What this means for technologists, security teams, and end users

  • Technologists and security teams: Unit 42’s artifacts — the DMG name pattern, NNApp.app, the svs‑verificationdate[.]beer domain, and 196.251.107[.]171 — give concrete IOC (indicator‑of‑compromise) entries to hunt for. The quiet mount behavior (hdiutil attach -nobrowse) and automatic open warrant EDR and process‑monitoring rules that flag command chains invoking curl, hdiutil, and open in rapid succession.
  • Security operations and incident responders: Palo Alto’s writeup underscores a simple detection gap — the entire attack is triggered by a pasted Terminal command. Teams should consider controls around vector telemetry for Terminal usage and automated command execution originating from browsers or unknown pages.

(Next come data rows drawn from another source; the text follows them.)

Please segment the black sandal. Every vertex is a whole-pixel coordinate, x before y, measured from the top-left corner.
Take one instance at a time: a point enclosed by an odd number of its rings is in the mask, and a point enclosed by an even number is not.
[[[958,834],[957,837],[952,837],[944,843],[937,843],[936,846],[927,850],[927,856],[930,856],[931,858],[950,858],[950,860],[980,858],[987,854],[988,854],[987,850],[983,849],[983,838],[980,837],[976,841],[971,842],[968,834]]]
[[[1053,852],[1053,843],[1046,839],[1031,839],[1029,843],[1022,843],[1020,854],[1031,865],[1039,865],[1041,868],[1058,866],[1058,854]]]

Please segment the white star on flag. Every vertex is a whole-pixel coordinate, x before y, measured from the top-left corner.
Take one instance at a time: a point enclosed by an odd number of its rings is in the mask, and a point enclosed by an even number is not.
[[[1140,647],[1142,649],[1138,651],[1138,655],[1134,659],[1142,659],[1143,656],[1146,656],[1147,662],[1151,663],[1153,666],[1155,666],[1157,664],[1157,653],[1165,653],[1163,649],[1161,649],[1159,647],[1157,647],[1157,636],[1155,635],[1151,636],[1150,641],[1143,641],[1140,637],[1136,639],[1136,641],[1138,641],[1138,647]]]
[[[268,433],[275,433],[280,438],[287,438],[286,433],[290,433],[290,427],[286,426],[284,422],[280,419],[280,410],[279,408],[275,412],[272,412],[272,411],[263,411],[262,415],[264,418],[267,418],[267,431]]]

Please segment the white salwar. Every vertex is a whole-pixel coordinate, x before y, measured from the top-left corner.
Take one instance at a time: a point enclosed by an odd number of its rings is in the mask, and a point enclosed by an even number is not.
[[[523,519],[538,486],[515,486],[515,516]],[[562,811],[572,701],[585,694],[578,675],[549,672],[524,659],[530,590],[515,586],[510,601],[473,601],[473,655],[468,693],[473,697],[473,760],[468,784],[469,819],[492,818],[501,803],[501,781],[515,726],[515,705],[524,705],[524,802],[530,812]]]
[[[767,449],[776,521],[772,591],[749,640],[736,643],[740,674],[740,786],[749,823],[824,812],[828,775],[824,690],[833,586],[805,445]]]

  • End users: The researchers repeat a single basic rule: if a website tells you to open Terminal and run a command you do not 100% understand, do not run it. The ClickFix lure — fake CAPTCHAs, browser fixes, and system alerts — is the social engineering mechanism that primes victims to paste precisely that dangerous one‑liner.

Unit 42’s findings show a blended approach: the social‑engineering simplicity of ClickFix plus a technical twist that hides the disk image from casual observation. With device credentials, Keychain entries, messaging data, and cryptocurrency wallets on the line — and with the Picus whitepaper cited in the report noting that security teams log 54% of successful attacks but alert on only 14% — the campaign is a reminder that small user actions can unlock broad data access for an attacker.